On Sunday, December 20, our client Aerojet Rocketdyne Holdings, Inc. (NYSE: ARJD) announced that it entered into a definitive agreement to be acquired by Lockheed Martin Corporation (NYSE: LMT) in an all-cash transaction with a total equity value of $5.0 billion. The firm represented Aerojet Rocketdyne in this merger transaction. The company’s press release mentions the firm’s involvement.       

Aerojet Rocketdyne is a world-recognized technology-based engineering and manufacturing company that develops and produces specialized power and propulsion systems, as well as armament systems. The company develops and manufactures liquid and solid rocket propulsion, air-breathing hypersonic engines and electric power and propulsion for space, defense, civil and commercial applications.           

The purchase price represents a premium of approximately 33% to Aerojet Rocketdyne’s closing stock price on December 18, 2020, and a premium of approximately 42% to the company’s volume weighted average stock price for the last 90 trading days. The deal is expected to close in the second half of 2021 and is subject to the satisfaction of customary closing conditions, including regulatory approvals and approval by Aerojet Rocketdyne's stockholders.   
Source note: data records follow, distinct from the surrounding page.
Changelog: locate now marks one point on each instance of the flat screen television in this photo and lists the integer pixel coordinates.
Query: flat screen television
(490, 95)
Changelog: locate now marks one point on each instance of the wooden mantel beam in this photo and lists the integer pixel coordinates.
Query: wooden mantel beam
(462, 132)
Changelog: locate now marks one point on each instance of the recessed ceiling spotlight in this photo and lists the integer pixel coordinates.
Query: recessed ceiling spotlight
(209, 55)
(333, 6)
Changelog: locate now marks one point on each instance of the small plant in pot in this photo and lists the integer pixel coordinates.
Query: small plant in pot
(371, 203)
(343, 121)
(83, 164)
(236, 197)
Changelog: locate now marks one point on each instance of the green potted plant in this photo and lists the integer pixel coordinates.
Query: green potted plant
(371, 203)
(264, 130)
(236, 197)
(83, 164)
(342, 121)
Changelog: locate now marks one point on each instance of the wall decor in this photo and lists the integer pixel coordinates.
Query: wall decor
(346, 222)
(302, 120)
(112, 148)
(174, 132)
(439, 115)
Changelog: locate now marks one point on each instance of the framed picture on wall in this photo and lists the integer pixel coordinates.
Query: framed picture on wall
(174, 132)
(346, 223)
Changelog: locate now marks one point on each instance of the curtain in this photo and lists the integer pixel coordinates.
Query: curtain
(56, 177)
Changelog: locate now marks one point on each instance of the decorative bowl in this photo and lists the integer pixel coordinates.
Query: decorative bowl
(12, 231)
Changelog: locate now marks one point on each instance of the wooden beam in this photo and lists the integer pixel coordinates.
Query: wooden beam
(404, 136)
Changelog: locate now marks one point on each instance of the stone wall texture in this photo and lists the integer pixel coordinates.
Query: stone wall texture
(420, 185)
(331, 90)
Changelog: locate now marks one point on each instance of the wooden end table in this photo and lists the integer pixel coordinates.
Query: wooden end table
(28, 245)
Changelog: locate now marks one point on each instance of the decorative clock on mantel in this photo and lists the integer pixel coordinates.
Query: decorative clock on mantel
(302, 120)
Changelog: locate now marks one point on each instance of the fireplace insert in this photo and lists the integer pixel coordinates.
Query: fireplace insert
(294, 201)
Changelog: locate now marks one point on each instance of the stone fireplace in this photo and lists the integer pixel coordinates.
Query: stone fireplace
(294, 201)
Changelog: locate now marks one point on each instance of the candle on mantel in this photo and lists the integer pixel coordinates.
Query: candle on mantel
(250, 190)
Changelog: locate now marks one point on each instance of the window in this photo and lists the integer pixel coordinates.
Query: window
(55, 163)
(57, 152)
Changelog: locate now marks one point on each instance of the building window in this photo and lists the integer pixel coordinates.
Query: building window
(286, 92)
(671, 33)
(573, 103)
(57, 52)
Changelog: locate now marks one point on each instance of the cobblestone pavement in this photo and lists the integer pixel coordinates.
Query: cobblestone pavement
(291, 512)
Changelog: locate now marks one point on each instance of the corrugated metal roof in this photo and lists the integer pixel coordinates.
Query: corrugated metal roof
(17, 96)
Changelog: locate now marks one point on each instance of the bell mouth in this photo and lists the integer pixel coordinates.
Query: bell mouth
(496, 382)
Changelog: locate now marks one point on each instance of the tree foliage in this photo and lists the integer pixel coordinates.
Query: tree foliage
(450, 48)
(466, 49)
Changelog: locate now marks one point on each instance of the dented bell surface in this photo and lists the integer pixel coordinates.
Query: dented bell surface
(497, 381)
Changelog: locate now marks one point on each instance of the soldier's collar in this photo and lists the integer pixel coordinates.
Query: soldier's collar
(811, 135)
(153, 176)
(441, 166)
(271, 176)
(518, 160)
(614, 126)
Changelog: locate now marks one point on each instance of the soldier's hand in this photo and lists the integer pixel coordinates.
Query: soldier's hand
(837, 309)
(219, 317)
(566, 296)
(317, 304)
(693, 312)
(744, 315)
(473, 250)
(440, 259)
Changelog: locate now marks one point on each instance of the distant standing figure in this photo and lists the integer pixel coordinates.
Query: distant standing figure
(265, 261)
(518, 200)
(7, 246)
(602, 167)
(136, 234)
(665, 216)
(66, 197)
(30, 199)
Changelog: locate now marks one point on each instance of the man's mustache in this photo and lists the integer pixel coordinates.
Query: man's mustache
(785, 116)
The core Corporate team consisted of Joseph P. Gromacki, Brian R. Boch, Jeremy A. Casper, Mark A. Reinhardt, William R. Erlain, and Hannah Schwab. In addition, Jeffrey R. Shuman, Jason M. Casella, and Oleksandr Polonyk assisted. A large multidisciplinary team, across offices, also contributed substantial assistance to the client in many other areas, which included executive compensation and employee benefits counseling from Matthew J. Renaud, Raymond D. Sinnappan, and Maliha Ikram; government contracts counseling from Matthew L. Haws, David B. Robbins, Marc A. Van Allen, Noah B. Bleicher, Grant B. Schweikert, Umer M. Chaudhry, and Sarah J. Clark; antitrust counseling from Lee K. Van Voorhis, Jason M. Bradford, and Tarica Chambliss; litigation counseling from Howard S. Suskin and Reanne Zheng; tax counseling from Geoffrey M. Davis; finance counseling from Anna Meresidis; environmental counseling from Steven M. Siros and Matthew G. Lawson; insurance counseling from Brian S. Scarbrough; intellectual property counseling from Steven R. Englund; real estate counseling from Michelle M. McAtee and Rita L. Feikema; and privacy counseling from David P. Saunders.             

In addition, Anton R. Valukas provided significant strategic guidance and board counseling in connection with this transaction.